Cincinnati Bengals quarterback Joe Burrow was the first pick in the 2020 National Football League draft. In 2019 Joe put together arguably the most successful single season ever by a college quarterback when he won the Heisman Trophy by the largest margin in history and led LSU to a perfect 15-0 record and national championship. But Joe may never approach what his grandmother did during the 1949-50 basketball season at Smithville High School in rural Northeast Mississippi. That honor may go to his grandmother Dorothy (Dot) Ford Burrow. Joe was in attendance with over 20 other family members last Monday in Boston when his almost 93-year-old grandmother was inducted into the National Federation High School Sports Hall of Fame.
If it had not been for the 2023 Amory tornado, very few would ever know the story of Dot Burrow. Rick Cleveland wrote an article that was not planned after the tornado. Cleveland went to Amory to cover the tornado for Mississippi Today and ran into Dot’s son Jimmy. The eldest son told Cleveland of his legendary mother’s high school basketball play in the 1950s. Cleveland then hit the newspaper internet to verify Jimmy’s information. Cleveland then told Mississippi about Dot in his weekly column. Mississippi High School Activities Association Executive Director Rickey Neaves took it from there and nominated Dot for the honor. “We have several former athletes and coaches that we consider each year, but after reading Cleveland’s article we knew she was the right choice for this year’s nomination,” stated Neaves.
High School
Dot at 5' 10," believe it or not, scored a nifty 82 points, establishing an all-time Mississippi record in leading her Smithville team to an 88-39 win over Caledonia back in February 1950. Her future husband James Burrow played basketball at Mississippi State and brought his Bulldog teammates to Dot’s 82-point game. The town of Smithville’s population was only 419, but when Dot played, the gym crowds exceeded 1,000.
In registering that scoring record, she broke her records of 68 and 72 points earlier that year. In 30 games that season, Dot scored 1,481 points in averaging an amazing 49.37 points per contest. That is scoring 1.76 points per minute, and she didn’t even play every minute of every game. In three regional tournament games she averaged 52 points per game her senior year.
Dot could out jump any player on the court and was the fastest. Her lowest point total her senior season was 17 points on a night when she played only one quarter because she was sick. Her next lowest total that season was 34 points in a game.
The athletic bloodline runs deep in the Burrow family. Dot’s husband James was the starting point guard for two years from 1950-52 at Mississippi State. Oldest son Jimmy (Joe’s dad) finished at Amory High School in 1970 and played quarterback on the Ole Miss freshman football team before transferring to Nebraska where he played safety. Jimmy played in the Canadian Football League for five years before returning to college coaching.

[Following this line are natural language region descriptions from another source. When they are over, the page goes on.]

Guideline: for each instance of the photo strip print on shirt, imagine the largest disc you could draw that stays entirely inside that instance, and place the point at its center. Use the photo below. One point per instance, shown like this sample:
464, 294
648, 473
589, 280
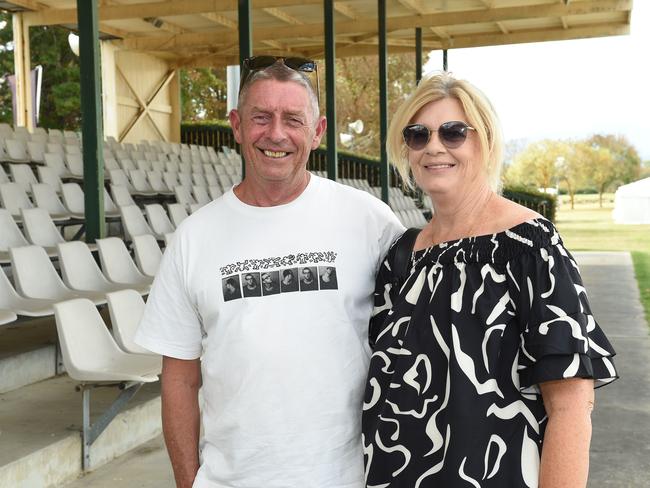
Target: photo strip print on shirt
257, 278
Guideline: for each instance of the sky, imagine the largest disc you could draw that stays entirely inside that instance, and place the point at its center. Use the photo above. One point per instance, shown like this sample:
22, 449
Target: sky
566, 89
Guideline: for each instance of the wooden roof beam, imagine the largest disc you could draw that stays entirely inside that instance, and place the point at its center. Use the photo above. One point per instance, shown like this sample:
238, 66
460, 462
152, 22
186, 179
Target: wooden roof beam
283, 16
346, 11
558, 34
369, 26
220, 19
167, 8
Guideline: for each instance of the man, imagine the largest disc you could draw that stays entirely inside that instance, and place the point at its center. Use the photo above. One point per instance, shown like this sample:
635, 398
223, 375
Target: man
307, 281
328, 278
270, 283
289, 282
231, 288
251, 285
283, 376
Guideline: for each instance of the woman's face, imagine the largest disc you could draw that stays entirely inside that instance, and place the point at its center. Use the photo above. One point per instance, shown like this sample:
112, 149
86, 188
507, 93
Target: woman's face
437, 169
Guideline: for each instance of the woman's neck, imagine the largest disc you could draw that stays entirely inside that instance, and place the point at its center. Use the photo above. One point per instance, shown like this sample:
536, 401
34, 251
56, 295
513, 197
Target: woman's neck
455, 218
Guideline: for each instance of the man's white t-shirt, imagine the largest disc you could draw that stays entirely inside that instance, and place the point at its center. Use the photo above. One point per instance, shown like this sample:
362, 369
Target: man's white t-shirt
283, 358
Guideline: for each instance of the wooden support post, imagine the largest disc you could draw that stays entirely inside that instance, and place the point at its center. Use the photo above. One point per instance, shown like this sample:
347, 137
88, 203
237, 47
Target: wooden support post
91, 111
330, 90
245, 45
383, 100
418, 55
22, 71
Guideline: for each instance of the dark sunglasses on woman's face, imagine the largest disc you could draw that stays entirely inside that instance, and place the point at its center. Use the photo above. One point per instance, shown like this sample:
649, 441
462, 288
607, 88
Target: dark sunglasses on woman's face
452, 134
258, 63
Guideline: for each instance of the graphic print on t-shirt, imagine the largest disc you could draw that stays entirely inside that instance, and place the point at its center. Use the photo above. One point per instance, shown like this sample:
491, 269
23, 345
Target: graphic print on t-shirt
301, 272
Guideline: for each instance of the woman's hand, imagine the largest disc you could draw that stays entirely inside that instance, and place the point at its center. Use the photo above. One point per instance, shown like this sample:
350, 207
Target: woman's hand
565, 452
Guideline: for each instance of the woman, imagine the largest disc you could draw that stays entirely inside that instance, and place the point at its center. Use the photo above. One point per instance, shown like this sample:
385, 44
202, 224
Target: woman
485, 358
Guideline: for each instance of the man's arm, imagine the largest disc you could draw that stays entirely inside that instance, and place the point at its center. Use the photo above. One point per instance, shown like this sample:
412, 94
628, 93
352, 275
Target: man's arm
181, 380
565, 452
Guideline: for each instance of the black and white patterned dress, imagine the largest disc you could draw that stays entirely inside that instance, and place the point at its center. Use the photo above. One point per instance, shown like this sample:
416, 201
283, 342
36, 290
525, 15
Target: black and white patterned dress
452, 397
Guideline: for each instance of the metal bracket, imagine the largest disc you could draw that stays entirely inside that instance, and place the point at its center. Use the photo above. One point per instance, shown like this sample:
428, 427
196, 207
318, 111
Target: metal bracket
91, 432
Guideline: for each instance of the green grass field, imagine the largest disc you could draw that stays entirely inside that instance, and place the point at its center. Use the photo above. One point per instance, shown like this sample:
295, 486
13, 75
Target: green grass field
590, 228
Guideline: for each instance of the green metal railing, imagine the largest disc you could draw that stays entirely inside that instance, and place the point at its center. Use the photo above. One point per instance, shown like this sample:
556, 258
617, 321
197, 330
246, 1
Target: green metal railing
353, 166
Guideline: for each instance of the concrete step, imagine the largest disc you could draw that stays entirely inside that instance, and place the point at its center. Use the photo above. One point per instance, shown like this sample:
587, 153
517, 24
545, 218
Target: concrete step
146, 466
40, 425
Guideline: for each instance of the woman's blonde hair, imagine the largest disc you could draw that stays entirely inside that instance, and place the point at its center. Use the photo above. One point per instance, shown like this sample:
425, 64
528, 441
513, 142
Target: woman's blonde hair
478, 110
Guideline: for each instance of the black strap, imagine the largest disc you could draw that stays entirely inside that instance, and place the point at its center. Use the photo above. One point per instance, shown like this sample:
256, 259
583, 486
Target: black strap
400, 256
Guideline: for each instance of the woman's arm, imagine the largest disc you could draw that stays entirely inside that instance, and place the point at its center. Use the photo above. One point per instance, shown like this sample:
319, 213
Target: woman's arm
565, 452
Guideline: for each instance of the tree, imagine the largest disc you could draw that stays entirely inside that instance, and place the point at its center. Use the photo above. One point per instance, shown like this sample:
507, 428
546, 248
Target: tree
626, 160
60, 91
537, 165
357, 95
204, 94
601, 167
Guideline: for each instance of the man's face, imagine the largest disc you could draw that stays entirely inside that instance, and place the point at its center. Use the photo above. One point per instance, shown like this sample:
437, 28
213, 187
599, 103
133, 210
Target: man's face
276, 130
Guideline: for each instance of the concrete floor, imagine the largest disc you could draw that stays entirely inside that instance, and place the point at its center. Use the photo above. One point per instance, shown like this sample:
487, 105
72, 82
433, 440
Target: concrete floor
620, 450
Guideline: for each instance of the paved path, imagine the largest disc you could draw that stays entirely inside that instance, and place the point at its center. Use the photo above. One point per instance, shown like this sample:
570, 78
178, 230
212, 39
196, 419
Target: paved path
620, 451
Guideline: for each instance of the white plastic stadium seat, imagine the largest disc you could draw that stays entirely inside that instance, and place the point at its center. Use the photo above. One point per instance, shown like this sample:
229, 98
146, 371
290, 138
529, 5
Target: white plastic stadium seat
46, 198
36, 277
40, 229
89, 352
80, 271
23, 175
147, 254
126, 308
133, 221
158, 219
117, 264
29, 307
177, 213
14, 198
10, 235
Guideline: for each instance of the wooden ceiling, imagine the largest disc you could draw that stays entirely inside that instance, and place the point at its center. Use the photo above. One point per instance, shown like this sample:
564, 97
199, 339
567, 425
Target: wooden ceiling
192, 33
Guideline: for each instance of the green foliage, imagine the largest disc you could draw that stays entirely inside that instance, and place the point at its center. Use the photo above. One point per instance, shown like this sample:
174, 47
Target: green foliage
543, 203
641, 261
60, 100
204, 94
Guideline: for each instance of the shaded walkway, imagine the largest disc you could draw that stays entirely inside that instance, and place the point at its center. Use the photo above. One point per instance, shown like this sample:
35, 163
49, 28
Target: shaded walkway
620, 451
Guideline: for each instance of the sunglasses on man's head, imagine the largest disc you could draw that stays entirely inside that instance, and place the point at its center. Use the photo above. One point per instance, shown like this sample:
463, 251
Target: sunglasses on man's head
452, 134
258, 63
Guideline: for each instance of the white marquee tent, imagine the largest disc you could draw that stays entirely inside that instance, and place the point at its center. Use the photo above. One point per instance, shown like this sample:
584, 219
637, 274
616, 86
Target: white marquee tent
632, 203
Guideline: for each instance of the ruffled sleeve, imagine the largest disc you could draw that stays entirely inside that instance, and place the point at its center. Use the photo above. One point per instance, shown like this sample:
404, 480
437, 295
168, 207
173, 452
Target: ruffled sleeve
559, 337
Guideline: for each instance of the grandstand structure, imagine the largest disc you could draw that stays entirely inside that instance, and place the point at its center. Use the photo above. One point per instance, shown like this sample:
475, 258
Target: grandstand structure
69, 297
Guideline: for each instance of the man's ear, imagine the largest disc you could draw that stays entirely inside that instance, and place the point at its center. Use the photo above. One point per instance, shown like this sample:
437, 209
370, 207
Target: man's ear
235, 123
321, 125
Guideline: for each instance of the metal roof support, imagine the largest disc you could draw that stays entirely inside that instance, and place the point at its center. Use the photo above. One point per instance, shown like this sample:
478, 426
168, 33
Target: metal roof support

He later was the defensive coordinator at Ohio University from 2005-18. Jimmy’s two sons, Dan and Jamie, played at Nebraska. Dot’s youngest son, John, played football at Ole Miss.
In 2020 Smithville High School gave a fitting tribute to Dot in naming the girls basketball locker room “The Dot Burrow Locker Room."
Odds & Ends
Southern Miss head football coach Will Hall probably did not know on his first day of kindergarten in Amory that his bus driver Dot Burrow was such a legend.
The Southeastern Conference will hold football media days next week at the Omni Hotel in Dallas.
The Biloxi Shuckers won five of six games from the Mississippi Braves in their final series. The Braves will be moving to Columbus, Georgia, next summer. This week, the Braves will host former Ole Miss Rebels Jacob Gonzales, Tim Elko and the Birmingham Barons.